The ICC issues six arrest warrants for people it says committed war crimes in Libya

Six members of a Libyan military group were charged with war crimes by the International Criminal Court on Friday. Arrest warrants were made public for them.

In 2023, Karim Khan, the prosecutor for the ICC, said that judges had given arrest warrants for war crimes in Libya since 2011. However, these warrants were sealed, so it wasn’t clear who was being targeted or what the charges were.

Six people, all from Libya, were charged with war crimes on Friday. These crimes included murder, torture, cruel treatment, sexual violence, and some of them were also charged with rape.

Libya hasn’t had much peace since a NATO-backed uprising in 2011. In 2014, the oil-producing country was split into two fighting groups in the east and west. Major fighting stopped in 2020, but there hasn’t been much work toward a political solution, and there are still a lot of armed groups on the ground.

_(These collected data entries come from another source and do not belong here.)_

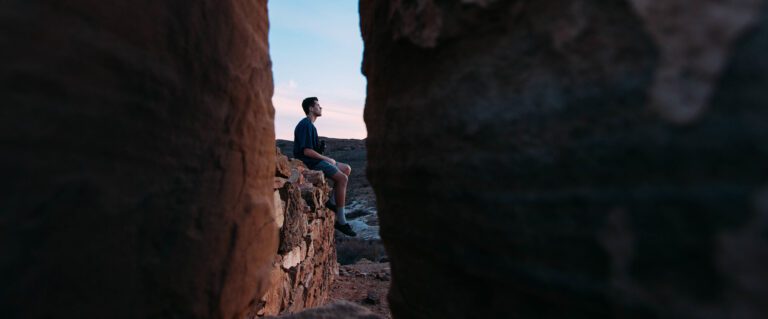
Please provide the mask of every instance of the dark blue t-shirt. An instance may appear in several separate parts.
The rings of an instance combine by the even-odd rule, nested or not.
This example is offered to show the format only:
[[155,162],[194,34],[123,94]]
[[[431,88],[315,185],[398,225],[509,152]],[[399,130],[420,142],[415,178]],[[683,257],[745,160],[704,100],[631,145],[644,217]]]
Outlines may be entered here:
[[307,157],[304,155],[304,149],[309,148],[317,151],[320,147],[320,139],[317,137],[317,129],[309,118],[305,117],[296,125],[293,130],[293,157],[300,159],[309,168],[314,167],[321,160]]

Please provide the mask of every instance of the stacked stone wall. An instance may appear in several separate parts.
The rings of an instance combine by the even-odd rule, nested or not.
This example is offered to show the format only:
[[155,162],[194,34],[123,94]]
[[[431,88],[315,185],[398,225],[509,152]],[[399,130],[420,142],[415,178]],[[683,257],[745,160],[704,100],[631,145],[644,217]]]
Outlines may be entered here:
[[324,206],[330,187],[320,171],[277,150],[274,218],[280,243],[270,271],[270,288],[257,316],[316,307],[325,302],[338,274],[335,216]]

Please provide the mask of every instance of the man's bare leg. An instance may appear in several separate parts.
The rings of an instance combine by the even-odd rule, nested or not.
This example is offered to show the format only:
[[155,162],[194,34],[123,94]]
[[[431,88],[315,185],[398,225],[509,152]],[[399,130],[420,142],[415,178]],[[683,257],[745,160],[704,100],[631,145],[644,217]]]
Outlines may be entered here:
[[[349,176],[349,174],[352,173],[352,167],[347,165],[347,164],[338,163],[337,162],[336,163],[336,167],[339,169],[340,172],[344,173],[344,175]],[[331,179],[333,179],[333,177],[331,177]],[[335,181],[335,179],[334,179],[334,181]],[[333,190],[331,191],[331,195],[332,196],[331,196],[331,201],[330,202],[331,202],[331,204],[336,205],[336,197],[337,197],[337,195],[336,195],[336,186],[335,185],[333,187]],[[344,191],[344,198],[345,198],[345,202],[346,202],[346,190]],[[341,205],[341,206],[345,206],[345,205]]]
[[338,229],[347,236],[357,236],[352,227],[347,223],[347,217],[345,216],[344,203],[347,197],[347,182],[349,182],[348,175],[345,174],[351,172],[349,165],[346,169],[341,169],[336,172],[331,179],[333,179],[334,197],[336,197],[336,225],[334,228]]
[[336,198],[336,222],[344,225],[347,223],[347,218],[344,216],[344,203],[347,197],[347,182],[349,177],[341,171],[336,172],[331,176],[333,179],[333,191]]

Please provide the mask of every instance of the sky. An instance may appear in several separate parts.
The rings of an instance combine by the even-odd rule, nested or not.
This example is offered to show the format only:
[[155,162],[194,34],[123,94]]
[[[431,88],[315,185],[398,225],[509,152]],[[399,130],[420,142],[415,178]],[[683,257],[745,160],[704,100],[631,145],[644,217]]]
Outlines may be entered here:
[[320,136],[366,137],[358,1],[268,1],[277,138],[293,140],[309,96],[323,107],[315,121]]

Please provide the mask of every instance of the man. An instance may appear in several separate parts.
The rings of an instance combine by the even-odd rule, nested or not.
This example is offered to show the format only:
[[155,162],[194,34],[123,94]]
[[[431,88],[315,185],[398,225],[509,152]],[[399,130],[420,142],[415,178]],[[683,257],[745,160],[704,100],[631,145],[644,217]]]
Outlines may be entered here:
[[316,97],[308,97],[301,102],[301,108],[304,109],[306,118],[299,121],[296,129],[293,131],[293,156],[300,159],[312,170],[323,171],[326,177],[333,180],[333,191],[331,199],[325,205],[336,213],[336,224],[334,228],[348,236],[357,236],[352,227],[347,223],[344,216],[344,201],[347,195],[347,182],[352,167],[344,163],[337,163],[336,160],[324,156],[318,152],[320,149],[320,140],[318,139],[315,120],[323,115],[323,108],[318,103]]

The ICC says that the six suspects in the arrest warrants were all part of the Kaniyat militia, which was a part of the eastern Libyan National Army and helped it launch a failed 14-month attack on the western city Tripoli.

The US and UK punished them in 2020, when the attack failed, and 2021, when they were accused of violating human rights.

The U.N. Security Council brought the trouble in Libya to the attention of the ICC in 2011. The court said that it was looking into claims of crimes against humanity and war crimes that happened since February 15, 2011.